East Fork of Carbon from Saddle. East Fork of Carbon Dropping Down to Still Spring in Lava.
It was starting to get pretty hot when we reached the West Fork of Carbon Creek around 12:45 pm.  We turned and started up the West Fork, planning to turn off soon and head directly to Still Spring.  It was not obvious where to turn off -- the terrain was more convoluted than I expected from looking at contour lines on the map.  Our group got separated as we each took a slightly different line.  When we reached the top where we could begin to look directly down into Lava, I was a couple of hundred yards north of the others.  No problem -- we would all meet at Still Spring, our destination for the day.  On the way down there are cliff bands to deal with, usually by contouring over to a break.  I ended up hiking down through a small side canyon that reached Lava a couple of hundred yards below Still Spring.  I was a little surprised to see no one at the spring when I got there, around 1:45 pm.  I unloaded part of my pack, collected more water, and ate lunch.  I was tired and very glad to be done with hiking for the day.
My Home at Still Spring on Lava Creek. Coffee Grinder near Lava Spring.  
I waited for the others, expecting to see them any minute.  I started getting a little worried after 30 minutes or so.  I figured we would all get to the spring about the same time, so how could they be taking so long?  I began concocting scenarios of twisted ankles or worse.  Just as I was about to head down Lava to look for them, Bert called my name from up-stream.  They got to the spring first, then continued up-canyon a short ways looking for a campsite that would better accommodate all seven of us.  For some reason they were sure I was farther up-canyon.  Anyway, as George Steck once said, all's well that ends. 

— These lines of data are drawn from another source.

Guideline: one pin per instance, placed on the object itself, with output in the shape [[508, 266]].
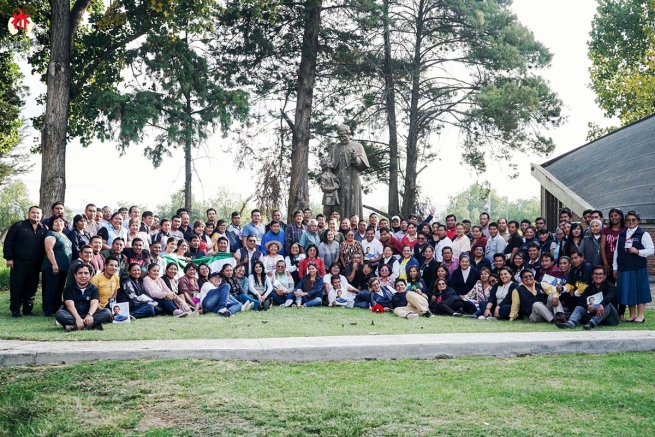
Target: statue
[[347, 160], [329, 186]]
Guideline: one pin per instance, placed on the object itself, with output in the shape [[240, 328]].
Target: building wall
[[550, 207]]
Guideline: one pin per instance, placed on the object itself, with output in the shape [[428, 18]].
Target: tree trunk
[[187, 154], [299, 184], [410, 201], [55, 120], [390, 95]]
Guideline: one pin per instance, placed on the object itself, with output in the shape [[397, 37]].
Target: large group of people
[[582, 273]]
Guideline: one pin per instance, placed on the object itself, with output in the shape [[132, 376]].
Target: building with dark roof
[[614, 171]]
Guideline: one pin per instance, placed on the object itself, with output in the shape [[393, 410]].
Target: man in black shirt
[[24, 251], [596, 305], [515, 241], [81, 299]]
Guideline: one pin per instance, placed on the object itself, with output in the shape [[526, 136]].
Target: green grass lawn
[[287, 322], [564, 395]]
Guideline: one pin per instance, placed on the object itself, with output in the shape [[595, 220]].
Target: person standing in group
[[58, 250], [630, 267], [24, 251]]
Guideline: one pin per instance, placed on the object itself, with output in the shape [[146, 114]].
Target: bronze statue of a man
[[348, 159]]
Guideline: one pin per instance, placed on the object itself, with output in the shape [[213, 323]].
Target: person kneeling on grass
[[81, 304], [168, 301], [539, 301], [345, 295], [409, 304], [309, 290], [215, 297], [596, 305]]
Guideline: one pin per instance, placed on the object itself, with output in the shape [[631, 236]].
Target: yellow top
[[516, 299]]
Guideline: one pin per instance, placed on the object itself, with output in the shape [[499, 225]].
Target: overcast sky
[[562, 26]]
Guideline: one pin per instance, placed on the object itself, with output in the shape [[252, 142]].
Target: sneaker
[[224, 312], [180, 313]]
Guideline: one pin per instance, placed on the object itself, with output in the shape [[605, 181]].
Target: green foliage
[[223, 201], [622, 49], [477, 198], [14, 204]]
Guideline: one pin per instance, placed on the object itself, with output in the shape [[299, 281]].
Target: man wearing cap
[[545, 240], [234, 232], [311, 235], [495, 243], [537, 301], [275, 233]]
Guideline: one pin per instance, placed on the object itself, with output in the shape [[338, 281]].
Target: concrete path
[[383, 347]]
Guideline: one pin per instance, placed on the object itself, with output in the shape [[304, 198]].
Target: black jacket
[[23, 243], [457, 280]]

I'm not sure how Still Spring got it's name (unofficial -- not on the topo map), but perhaps from the old coffee grinder that is now deeply embedded into a growing Cottonwood.  But what is an industrial-sized coffee grinder doing in such a remote place?  Even though "coffee grinder" is cast into the iron wheel of the grinder, maybe it was used for something else.  But for moonshine whisky?